If you do human studies, you need a lot of ethical approvals, especially if it involves DNA sequencing, and every postdoc project is a little limited in time. When CBMR began a new collaboration with Novo Nordisk, we learned that they had both obese and lean mini-pigs which they used for trials all the time which we could easily get access to — almost the next day.

How do you think CBMR differentiates itself from other centers?

In its openness to new methods and new ways of analysis. They don't just say no. My research was only possible because they didn’t say, "This is a stupid idea, it’s crazy to spend money on it". I think that's where CBMR shines — in its willingness to say, "Okay, let's try it".

How did you end up at Copenhagen zoo, and what do you do there?

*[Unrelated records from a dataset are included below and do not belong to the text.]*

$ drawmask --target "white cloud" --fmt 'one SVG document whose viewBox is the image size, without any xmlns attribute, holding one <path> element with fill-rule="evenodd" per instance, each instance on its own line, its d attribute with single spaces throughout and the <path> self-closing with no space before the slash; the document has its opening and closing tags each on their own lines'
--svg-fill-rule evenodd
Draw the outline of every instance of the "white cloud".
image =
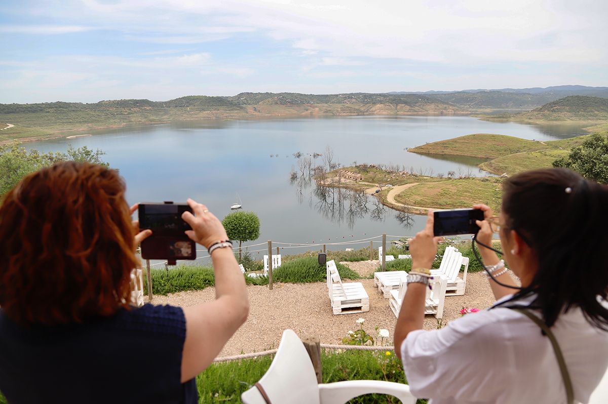
<svg viewBox="0 0 608 404">
<path fill-rule="evenodd" d="M 89 31 L 93 28 L 81 26 L 0 26 L 0 32 L 4 33 L 24 33 L 32 35 L 56 35 L 61 33 L 72 33 Z"/>
</svg>

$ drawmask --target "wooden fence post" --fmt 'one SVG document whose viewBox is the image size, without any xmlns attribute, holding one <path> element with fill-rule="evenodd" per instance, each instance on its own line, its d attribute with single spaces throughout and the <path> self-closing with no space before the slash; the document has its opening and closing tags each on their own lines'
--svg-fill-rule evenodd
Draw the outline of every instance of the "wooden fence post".
<svg viewBox="0 0 608 404">
<path fill-rule="evenodd" d="M 146 277 L 148 278 L 148 298 L 152 300 L 152 275 L 150 274 L 150 260 L 146 260 Z"/>
<path fill-rule="evenodd" d="M 314 372 L 317 375 L 317 383 L 323 382 L 323 375 L 321 372 L 321 342 L 316 337 L 306 337 L 302 338 L 304 348 L 308 352 L 310 361 L 313 362 Z"/>
<path fill-rule="evenodd" d="M 382 235 L 382 270 L 386 270 L 386 233 Z"/>
<path fill-rule="evenodd" d="M 272 290 L 272 241 L 268 240 L 268 289 Z"/>
</svg>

I knew that my research project would eventually end, and while I was a biology student, I’d worked on the public side of the zoo as a guide, a communicator and a teacher. I’d gotten to know some people there — other researchers and veterinarians — and I’d always wanted to do an animal genetics project. The zoological gardens are an extremely unique environment. There is a weird mix of industry, research, conservation biology, endangered species and so on. I wanted to see if I could push myself and my curiosity towards animal genetics, so I decided to contact them again. I now work on the development of ultra-sensitive diagnostics for infectious diseases in exotic birds — mainly birds that live in the zoological gardens.

How is your work at the zoo similar to what you were doing at CBMR?

It's all about blood samples again, routine blood samples. It's about finding out if we can use these samples to detect stuff before we see it clinically — before the veterinarians or the animal keepers become aware that the disease is building up slowly.

What's it like working at a zoo as a researcher?

I come to work, and it smells wonderfully of animals everywhere, and I can hear the animal sounds. It's a really nice atmosphere.

Do you have any advice for current CBMR researchers?

Don’t be scared of taking a different route to the one your parents might recommend based on job security. Follow your passion and don’t be afraid of contacting people and saying, ‘Hey, I have some ideas. I think it could be cool to do this research or buy that weird new machine.’ It’s important to keep that child-like curiosity, I think.